Rather, things fall apart and one is constantly reminded in small and mundane ways that one is no longer on the upswing. For example, this morning I woke up and stumbled groggily into the kitchen. Seeking breakfast I reached into the refrigerator for the orange juice. I remembered that I had bought it just yesterday. And it was the kind with pulp. Some pulp, specifically. As you age, you get set in your ways. You no longer seek new things, but rather you seek to become more comfortable with what you have.
Having achieved some success in life, you can begin to enjoy the physical things that make life easier. For example, my refrigerator is a double-door, stainless steel model. The juice is Tropicana, specifically the kind with “some pulp”. Not “pulp free” and not “lots of pulp”. I like “some pulp”, and it has become important in my life to get it. And to put it in my stainless steel, double-door refrigerator.

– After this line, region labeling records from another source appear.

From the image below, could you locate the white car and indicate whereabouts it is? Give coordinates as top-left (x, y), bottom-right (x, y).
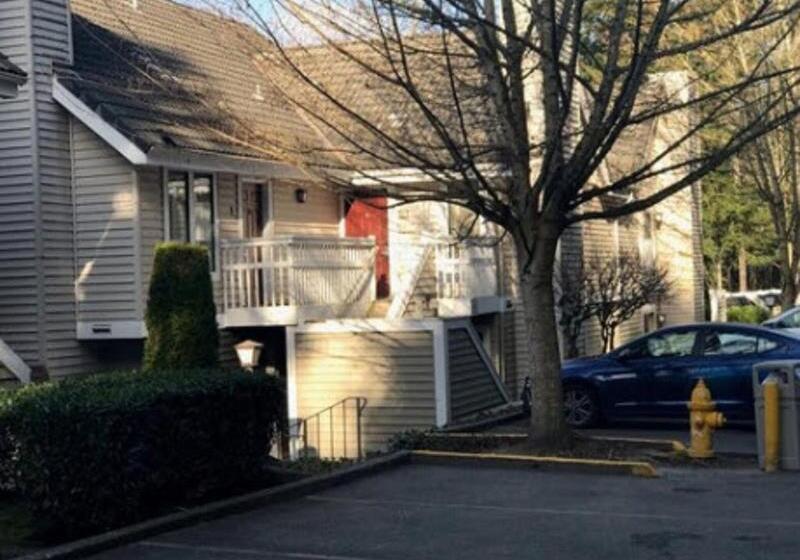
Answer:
top-left (761, 307), bottom-right (800, 335)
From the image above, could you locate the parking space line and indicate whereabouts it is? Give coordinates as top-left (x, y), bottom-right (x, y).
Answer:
top-left (135, 541), bottom-right (377, 560)
top-left (305, 495), bottom-right (800, 527)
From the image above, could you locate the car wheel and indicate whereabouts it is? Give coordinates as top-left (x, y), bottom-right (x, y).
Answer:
top-left (564, 385), bottom-right (600, 428)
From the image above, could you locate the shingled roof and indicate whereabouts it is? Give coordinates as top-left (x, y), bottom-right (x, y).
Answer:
top-left (0, 52), bottom-right (28, 84)
top-left (278, 38), bottom-right (502, 169)
top-left (58, 0), bottom-right (319, 161)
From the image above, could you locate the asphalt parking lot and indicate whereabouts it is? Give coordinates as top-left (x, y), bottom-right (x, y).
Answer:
top-left (94, 464), bottom-right (800, 560)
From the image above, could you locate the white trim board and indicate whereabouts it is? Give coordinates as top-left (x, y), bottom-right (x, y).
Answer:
top-left (53, 76), bottom-right (322, 181)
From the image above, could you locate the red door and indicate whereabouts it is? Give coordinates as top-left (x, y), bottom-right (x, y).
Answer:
top-left (345, 197), bottom-right (389, 299)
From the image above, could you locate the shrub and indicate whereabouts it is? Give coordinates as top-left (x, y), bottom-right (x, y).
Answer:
top-left (0, 371), bottom-right (283, 536)
top-left (728, 305), bottom-right (769, 325)
top-left (144, 242), bottom-right (219, 369)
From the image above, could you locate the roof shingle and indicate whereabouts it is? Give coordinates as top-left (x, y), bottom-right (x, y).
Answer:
top-left (0, 52), bottom-right (27, 83)
top-left (58, 0), bottom-right (318, 160)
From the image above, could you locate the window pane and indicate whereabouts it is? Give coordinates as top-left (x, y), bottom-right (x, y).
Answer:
top-left (167, 171), bottom-right (189, 241)
top-left (192, 175), bottom-right (214, 270)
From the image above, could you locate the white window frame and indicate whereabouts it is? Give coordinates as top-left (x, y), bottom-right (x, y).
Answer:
top-left (161, 167), bottom-right (222, 281)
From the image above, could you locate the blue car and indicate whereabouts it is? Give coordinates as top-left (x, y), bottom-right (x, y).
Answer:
top-left (561, 323), bottom-right (800, 428)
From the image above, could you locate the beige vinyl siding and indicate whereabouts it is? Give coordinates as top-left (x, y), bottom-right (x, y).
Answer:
top-left (0, 0), bottom-right (38, 366)
top-left (30, 0), bottom-right (101, 377)
top-left (72, 119), bottom-right (141, 322)
top-left (214, 173), bottom-right (241, 306)
top-left (136, 167), bottom-right (164, 309)
top-left (272, 181), bottom-right (339, 237)
top-left (447, 328), bottom-right (506, 421)
top-left (295, 331), bottom-right (436, 456)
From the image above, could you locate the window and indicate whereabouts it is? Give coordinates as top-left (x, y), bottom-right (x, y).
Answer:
top-left (167, 171), bottom-right (189, 241)
top-left (703, 331), bottom-right (778, 356)
top-left (165, 171), bottom-right (216, 270)
top-left (192, 174), bottom-right (215, 270)
top-left (620, 331), bottom-right (697, 359)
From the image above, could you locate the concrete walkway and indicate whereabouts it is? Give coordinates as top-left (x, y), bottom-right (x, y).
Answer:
top-left (90, 465), bottom-right (800, 560)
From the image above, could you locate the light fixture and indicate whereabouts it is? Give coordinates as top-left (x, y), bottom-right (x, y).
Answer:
top-left (233, 340), bottom-right (264, 371)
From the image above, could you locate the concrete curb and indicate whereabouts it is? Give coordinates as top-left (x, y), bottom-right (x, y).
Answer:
top-left (437, 408), bottom-right (525, 435)
top-left (412, 450), bottom-right (659, 478)
top-left (580, 434), bottom-right (686, 454)
top-left (15, 451), bottom-right (411, 560)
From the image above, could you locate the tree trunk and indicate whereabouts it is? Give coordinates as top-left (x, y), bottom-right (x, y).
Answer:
top-left (739, 248), bottom-right (747, 292)
top-left (779, 241), bottom-right (797, 311)
top-left (515, 230), bottom-right (569, 445)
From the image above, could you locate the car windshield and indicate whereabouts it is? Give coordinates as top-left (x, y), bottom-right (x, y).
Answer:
top-left (778, 308), bottom-right (800, 328)
top-left (619, 331), bottom-right (697, 358)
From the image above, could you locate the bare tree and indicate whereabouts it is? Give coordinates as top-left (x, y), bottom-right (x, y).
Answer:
top-left (556, 266), bottom-right (594, 358)
top-left (583, 254), bottom-right (671, 352)
top-left (188, 0), bottom-right (800, 446)
top-left (690, 0), bottom-right (800, 309)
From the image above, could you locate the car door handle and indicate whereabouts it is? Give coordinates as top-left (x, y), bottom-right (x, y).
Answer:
top-left (653, 367), bottom-right (689, 377)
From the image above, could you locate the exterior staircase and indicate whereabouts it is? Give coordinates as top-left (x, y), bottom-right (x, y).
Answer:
top-left (367, 298), bottom-right (392, 319)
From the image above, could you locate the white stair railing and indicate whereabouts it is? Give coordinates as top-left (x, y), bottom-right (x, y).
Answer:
top-left (386, 245), bottom-right (433, 319)
top-left (222, 236), bottom-right (375, 311)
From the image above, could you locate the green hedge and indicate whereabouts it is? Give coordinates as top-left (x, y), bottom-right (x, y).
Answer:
top-left (0, 371), bottom-right (283, 536)
top-left (728, 305), bottom-right (769, 325)
top-left (144, 242), bottom-right (219, 370)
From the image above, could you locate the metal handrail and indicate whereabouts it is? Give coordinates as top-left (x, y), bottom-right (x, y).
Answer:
top-left (297, 397), bottom-right (367, 459)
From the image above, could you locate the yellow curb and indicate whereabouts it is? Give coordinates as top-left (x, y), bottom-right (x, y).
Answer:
top-left (585, 436), bottom-right (686, 453)
top-left (430, 432), bottom-right (528, 439)
top-left (412, 449), bottom-right (659, 478)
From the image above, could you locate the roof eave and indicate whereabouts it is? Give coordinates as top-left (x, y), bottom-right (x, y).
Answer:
top-left (53, 76), bottom-right (320, 180)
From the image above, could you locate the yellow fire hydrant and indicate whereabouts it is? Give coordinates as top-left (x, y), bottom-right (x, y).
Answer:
top-left (688, 379), bottom-right (725, 459)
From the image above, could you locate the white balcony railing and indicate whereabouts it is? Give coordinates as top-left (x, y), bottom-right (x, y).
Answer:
top-left (221, 236), bottom-right (375, 326)
top-left (436, 239), bottom-right (498, 299)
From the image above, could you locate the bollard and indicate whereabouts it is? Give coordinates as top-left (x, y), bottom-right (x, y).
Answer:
top-left (762, 375), bottom-right (781, 472)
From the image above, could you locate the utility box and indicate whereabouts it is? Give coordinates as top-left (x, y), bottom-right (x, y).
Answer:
top-left (753, 360), bottom-right (800, 470)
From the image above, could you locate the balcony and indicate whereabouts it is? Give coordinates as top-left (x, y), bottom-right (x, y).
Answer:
top-left (434, 239), bottom-right (504, 317)
top-left (220, 236), bottom-right (375, 327)
top-left (387, 238), bottom-right (505, 319)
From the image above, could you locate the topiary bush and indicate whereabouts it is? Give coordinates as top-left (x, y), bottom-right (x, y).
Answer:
top-left (728, 305), bottom-right (769, 325)
top-left (144, 242), bottom-right (219, 370)
top-left (0, 371), bottom-right (284, 537)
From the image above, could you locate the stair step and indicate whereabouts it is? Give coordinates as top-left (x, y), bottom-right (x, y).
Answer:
top-left (367, 299), bottom-right (392, 319)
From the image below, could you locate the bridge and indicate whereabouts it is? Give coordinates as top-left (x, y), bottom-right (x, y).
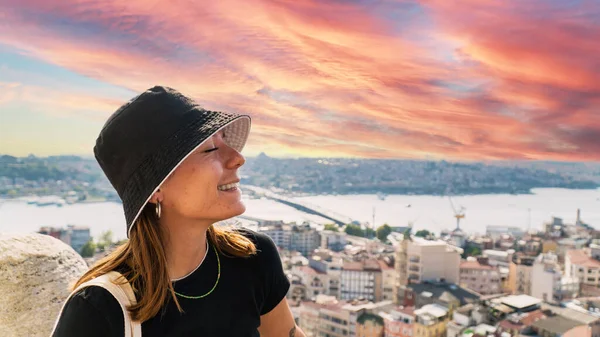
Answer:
top-left (242, 185), bottom-right (354, 226)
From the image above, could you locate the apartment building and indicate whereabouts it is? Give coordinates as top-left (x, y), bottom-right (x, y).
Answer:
top-left (460, 258), bottom-right (502, 295)
top-left (565, 244), bottom-right (600, 287)
top-left (508, 253), bottom-right (535, 295)
top-left (340, 259), bottom-right (383, 302)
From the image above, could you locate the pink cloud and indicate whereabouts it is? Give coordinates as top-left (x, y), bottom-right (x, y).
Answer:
top-left (0, 0), bottom-right (600, 160)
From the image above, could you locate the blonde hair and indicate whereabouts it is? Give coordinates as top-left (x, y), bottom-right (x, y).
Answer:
top-left (71, 204), bottom-right (256, 322)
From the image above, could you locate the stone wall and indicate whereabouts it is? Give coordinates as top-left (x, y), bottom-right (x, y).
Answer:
top-left (0, 233), bottom-right (88, 337)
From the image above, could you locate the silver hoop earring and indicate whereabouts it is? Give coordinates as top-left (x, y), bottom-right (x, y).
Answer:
top-left (156, 200), bottom-right (160, 219)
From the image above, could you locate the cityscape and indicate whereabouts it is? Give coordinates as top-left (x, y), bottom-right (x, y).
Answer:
top-left (0, 0), bottom-right (600, 337)
top-left (0, 155), bottom-right (600, 337)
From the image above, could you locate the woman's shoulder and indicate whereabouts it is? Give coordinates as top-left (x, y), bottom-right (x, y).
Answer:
top-left (234, 227), bottom-right (279, 255)
top-left (53, 286), bottom-right (124, 337)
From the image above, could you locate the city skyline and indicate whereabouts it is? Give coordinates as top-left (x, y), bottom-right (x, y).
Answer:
top-left (0, 0), bottom-right (600, 161)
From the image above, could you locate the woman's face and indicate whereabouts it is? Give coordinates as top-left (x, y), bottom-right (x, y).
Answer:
top-left (158, 131), bottom-right (246, 223)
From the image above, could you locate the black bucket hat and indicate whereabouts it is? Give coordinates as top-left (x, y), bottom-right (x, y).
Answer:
top-left (94, 86), bottom-right (251, 237)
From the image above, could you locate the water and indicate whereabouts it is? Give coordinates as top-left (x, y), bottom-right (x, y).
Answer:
top-left (296, 188), bottom-right (600, 233)
top-left (0, 189), bottom-right (600, 239)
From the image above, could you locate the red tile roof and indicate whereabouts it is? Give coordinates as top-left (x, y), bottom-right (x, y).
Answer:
top-left (298, 266), bottom-right (325, 275)
top-left (567, 249), bottom-right (600, 268)
top-left (460, 261), bottom-right (495, 270)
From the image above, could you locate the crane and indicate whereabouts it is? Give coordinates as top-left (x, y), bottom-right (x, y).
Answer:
top-left (448, 196), bottom-right (465, 231)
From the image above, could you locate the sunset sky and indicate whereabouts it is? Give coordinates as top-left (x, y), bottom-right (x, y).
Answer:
top-left (0, 0), bottom-right (600, 161)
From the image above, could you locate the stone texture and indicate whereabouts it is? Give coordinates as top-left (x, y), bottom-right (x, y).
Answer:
top-left (0, 233), bottom-right (88, 337)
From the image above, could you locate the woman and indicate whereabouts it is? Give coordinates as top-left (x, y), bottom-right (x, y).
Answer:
top-left (53, 86), bottom-right (304, 337)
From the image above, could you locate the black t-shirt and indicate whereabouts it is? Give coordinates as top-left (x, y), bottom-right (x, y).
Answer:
top-left (53, 229), bottom-right (290, 337)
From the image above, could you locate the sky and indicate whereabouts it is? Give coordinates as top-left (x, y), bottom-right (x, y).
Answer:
top-left (0, 0), bottom-right (600, 161)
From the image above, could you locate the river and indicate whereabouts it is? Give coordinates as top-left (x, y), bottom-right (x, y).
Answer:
top-left (0, 186), bottom-right (600, 239)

I gave the juice a vigorous shake. I was proud of myself. Even at forty I have the strength to shake a half gallon of orange juice single-handed. Long pumping motions of the arm. An abrupt, forceful reversal at each end of the stroke. Even in the fog of morning I remembered that the pulpy bits settle to the bottom, and that I don’t like this, and that I need to shake the box. Heck, I even remembered that I had bought orange juice the night before. Doing just fine, I was. That is, until orange juice sprayed all over the kitchen. Only when I looked down at the box did I realize that it didn’t have the cap on.
Yes, it had been a vigorous shake. And as I surveyed the kitchen, the counter, the floor, the cabinets, the wall, and the whole left side of the refrigerator, I slowly remembered why there was no cap. The night before I had gone to the corner grocery store to buy it along with some other groceries. Somewhere along the way in putting the groceries away I opened the juice and poured a glass. When it came time to put things into the refrigerator I discovered that the orange juice cap was nowhere to be found. And of course, there came a time, because when you are forty your life has become an economy of optimized motions, and so everything that was headed for the refrigerator was headed in at the same time, in contrast to the frenetic motions of a 26-year-old moving first here and then there and then back again.
Where was it? I had no idea. What had I been doing just a minute ago? Surely I hadn’t bought a box of orange juice without a cap. I was baffled. I had no memory at all of uncapping the box, of setting the cap down somewhere, or of anything related to the cap. Well, I put that bothersome thought out of my mind. This would be no problem. I would simply have to remember that the box of orange juice had no cap.